Events

History Talk on Women in Early Berkeley Politics This Sunday

Steven Finacom
Saturday October 10, 2020 - 02:07:00 PM

With major movements for social, political, and cultural change dynamically underway in our own time, we’re apt to forget similar periods in the past when sea changes took place in American society and politics. 

One such era was a century ago when women in the United States finally won the right to vote nationally. The ratification of the 19th amendment in the summer of 1920, however, came only after five decades of activism for change. 

Starting this Sunday, local historian Phyllis Gale, is beginning a series of three free online talks on Zoom about the history and role of Berkeley women in winning equal rights in 1920. 

Every elected women in Berkeley history, including those on today’s City Council—which has a supermajority of six women—owes part of her success to the foundation created by Berkeley women activists a century and more ago. 

Berkeley women, including Mary McHenry Keith, the first woman to earn a law degree in California, were deeply involved in the struggle for equal rights for women on the West Coast, starting in the 1870s. 

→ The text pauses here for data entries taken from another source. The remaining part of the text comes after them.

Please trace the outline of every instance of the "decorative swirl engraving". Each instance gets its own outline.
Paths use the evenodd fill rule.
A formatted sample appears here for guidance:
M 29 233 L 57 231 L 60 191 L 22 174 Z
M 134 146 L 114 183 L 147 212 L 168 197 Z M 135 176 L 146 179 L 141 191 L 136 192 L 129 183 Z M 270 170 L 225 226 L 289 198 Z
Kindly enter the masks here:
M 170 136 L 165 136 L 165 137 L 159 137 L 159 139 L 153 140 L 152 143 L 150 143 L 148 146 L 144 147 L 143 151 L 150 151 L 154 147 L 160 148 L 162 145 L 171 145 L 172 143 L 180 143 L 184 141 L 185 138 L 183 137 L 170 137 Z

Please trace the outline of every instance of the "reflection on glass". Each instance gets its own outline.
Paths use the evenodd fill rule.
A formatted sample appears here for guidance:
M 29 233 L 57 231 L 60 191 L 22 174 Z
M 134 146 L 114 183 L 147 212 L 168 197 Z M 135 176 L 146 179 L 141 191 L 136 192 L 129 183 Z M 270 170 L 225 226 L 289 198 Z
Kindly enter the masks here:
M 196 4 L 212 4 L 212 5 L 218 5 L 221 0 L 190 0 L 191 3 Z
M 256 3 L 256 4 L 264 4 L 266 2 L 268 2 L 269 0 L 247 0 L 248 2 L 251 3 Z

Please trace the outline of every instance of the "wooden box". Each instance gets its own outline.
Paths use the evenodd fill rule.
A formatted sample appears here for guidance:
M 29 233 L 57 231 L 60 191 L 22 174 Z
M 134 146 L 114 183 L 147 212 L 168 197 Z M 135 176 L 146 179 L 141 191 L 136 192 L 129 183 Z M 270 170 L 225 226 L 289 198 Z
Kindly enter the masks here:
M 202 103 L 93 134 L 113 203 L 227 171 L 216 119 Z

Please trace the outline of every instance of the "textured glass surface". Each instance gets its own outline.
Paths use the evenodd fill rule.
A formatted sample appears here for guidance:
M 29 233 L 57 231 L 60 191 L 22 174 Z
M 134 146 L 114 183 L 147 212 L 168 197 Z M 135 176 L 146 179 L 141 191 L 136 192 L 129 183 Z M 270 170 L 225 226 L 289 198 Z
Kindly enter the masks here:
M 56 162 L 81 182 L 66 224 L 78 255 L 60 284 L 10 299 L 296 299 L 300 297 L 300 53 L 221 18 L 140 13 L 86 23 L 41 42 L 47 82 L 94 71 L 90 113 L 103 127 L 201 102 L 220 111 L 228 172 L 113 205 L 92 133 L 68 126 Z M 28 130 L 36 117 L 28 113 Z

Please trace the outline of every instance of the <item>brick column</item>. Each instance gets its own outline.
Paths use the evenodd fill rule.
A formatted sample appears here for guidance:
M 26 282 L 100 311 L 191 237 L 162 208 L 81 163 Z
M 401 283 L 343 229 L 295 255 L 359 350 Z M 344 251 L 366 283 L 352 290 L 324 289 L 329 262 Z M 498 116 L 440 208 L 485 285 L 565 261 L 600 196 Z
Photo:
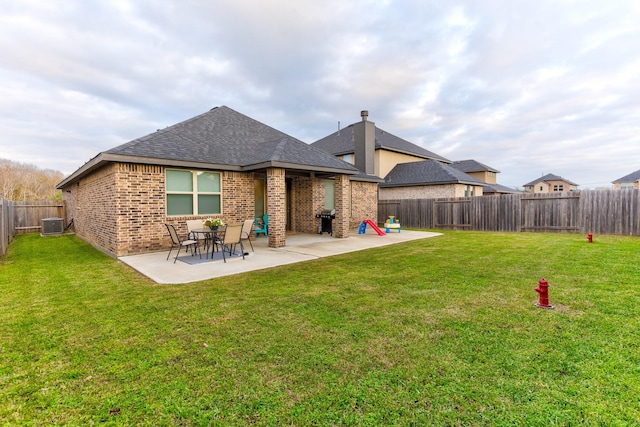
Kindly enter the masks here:
M 269 214 L 269 247 L 286 244 L 286 183 L 284 169 L 267 169 L 267 213 Z
M 336 219 L 333 221 L 333 236 L 338 238 L 349 237 L 349 219 L 351 217 L 349 177 L 336 175 L 335 201 Z

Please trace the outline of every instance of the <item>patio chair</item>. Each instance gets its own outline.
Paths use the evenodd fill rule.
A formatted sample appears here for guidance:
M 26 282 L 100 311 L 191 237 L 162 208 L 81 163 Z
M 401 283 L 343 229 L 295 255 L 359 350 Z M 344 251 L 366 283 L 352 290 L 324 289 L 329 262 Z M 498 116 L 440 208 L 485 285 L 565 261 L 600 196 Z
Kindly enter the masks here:
M 269 215 L 264 214 L 262 216 L 262 224 L 260 224 L 260 220 L 258 217 L 255 217 L 254 224 L 256 228 L 253 230 L 253 233 L 258 237 L 258 234 L 264 234 L 264 237 L 269 237 Z
M 169 257 L 171 256 L 171 251 L 173 251 L 173 248 L 175 246 L 178 247 L 178 253 L 176 253 L 176 258 L 173 260 L 173 263 L 175 264 L 176 261 L 178 260 L 178 256 L 180 255 L 180 249 L 182 248 L 188 248 L 189 247 L 194 247 L 194 253 L 192 254 L 195 255 L 196 252 L 200 252 L 198 249 L 198 241 L 197 240 L 192 240 L 192 239 L 185 239 L 182 240 L 180 239 L 180 236 L 178 236 L 178 232 L 176 231 L 176 228 L 171 225 L 171 224 L 165 224 L 167 226 L 167 230 L 169 231 L 169 237 L 171 237 L 171 249 L 169 249 L 169 254 L 167 255 L 167 259 L 169 259 Z M 202 259 L 202 253 L 200 253 L 200 259 Z
M 222 251 L 222 259 L 227 262 L 225 255 L 226 248 L 229 248 L 229 255 L 232 255 L 235 251 L 236 245 L 240 245 L 242 251 L 242 259 L 244 259 L 244 245 L 242 244 L 242 224 L 227 225 L 227 229 L 224 232 L 224 236 L 218 238 L 215 242 L 216 245 L 220 245 Z
M 246 240 L 251 245 L 251 252 L 255 252 L 253 250 L 253 243 L 251 243 L 251 230 L 253 229 L 253 220 L 245 219 L 242 223 L 242 240 Z
M 198 238 L 198 233 L 194 233 L 193 230 L 200 230 L 204 228 L 204 225 L 202 224 L 202 220 L 200 219 L 188 219 L 187 220 L 187 239 L 189 240 L 198 240 L 199 242 L 203 242 L 205 245 L 205 248 L 208 247 L 207 246 L 207 239 L 205 237 L 204 240 L 199 239 Z M 206 234 L 205 234 L 206 236 Z M 205 249 L 206 250 L 206 249 Z

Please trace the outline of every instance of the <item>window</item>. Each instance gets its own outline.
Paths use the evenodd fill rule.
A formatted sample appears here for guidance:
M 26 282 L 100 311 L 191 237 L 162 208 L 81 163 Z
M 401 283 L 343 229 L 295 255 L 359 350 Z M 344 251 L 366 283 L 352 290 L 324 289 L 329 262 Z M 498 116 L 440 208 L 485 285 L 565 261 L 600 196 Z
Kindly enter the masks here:
M 464 186 L 464 197 L 473 197 L 476 194 L 476 187 L 473 185 Z
M 344 156 L 342 156 L 342 160 L 347 163 L 353 164 L 353 154 L 345 154 Z
M 553 186 L 553 191 L 564 191 L 564 185 L 562 184 L 555 184 Z
M 336 186 L 335 182 L 327 179 L 324 182 L 324 208 L 335 209 L 336 207 Z
M 633 182 L 620 183 L 620 189 L 621 190 L 625 190 L 625 189 L 628 189 L 628 188 L 633 188 Z
M 222 213 L 220 173 L 168 169 L 167 215 Z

They were leaders in the effort to win voting rights for women in California. They failed at the ballot box in 1896 (of course, only men were voting) but prevailed in 1911 when California became the “Fifth Star”—the fifth state where women won equal voting rights—and helped rejuvenate the suffrage movement nationally, leading to the passage of the 19th Amendment and its eventual ratification in 1920. 

In the 1911 California election rural votes made the difference in putting the suffrage proposition over the top. Berkeley, fifth largest city in California at the time, was the only urban community to vote in favor of suffrage, due in part to the strenuous campaigning of Berkeley women, including UC co-eds. 

Some years later Berkeley elected one of its women—Anna Saylor—to the State Legislature, part of the first class of four women to serve in that body (three of the four women had close Berkeley civic or UC ties). 

Phyllis Gale is giving her three weekend Zoom talks, starting this Sunday, October 11, 2020 on these and other local connections to the women’s suffrage movement. 

The series, sponsored by the American Association of University Women, is entitled “Berkeley’s Women’s Suffrage and Early Civics Actions - 1870 to 1920”. The talks are at 2:00 PM and, including questions and answers, will last about an hour.  

Registration is free, but there’s a limit of 100 tickets per talk. Register on Eventbrite at https://berkeleywomensuffragetalk.eventbrite.com/ You can register for one, two, or all three talks. 


The second talk will be on Saturday, October 24, at 2:00 PM and focus on Women’s Civic Action from 1890 to 1920. 


The third and final talk will be on Sunday, November 15, 2020, and discuss “Forgotten Women—1870-1920” from Berkeley’s political and activist history. 

Phyllis Gale is a 35 year member of the AAUW Berkeley. She’s also a volunteer and Board member with the Berkeley Historical Society and the Berkeley Architectural Heritage Association.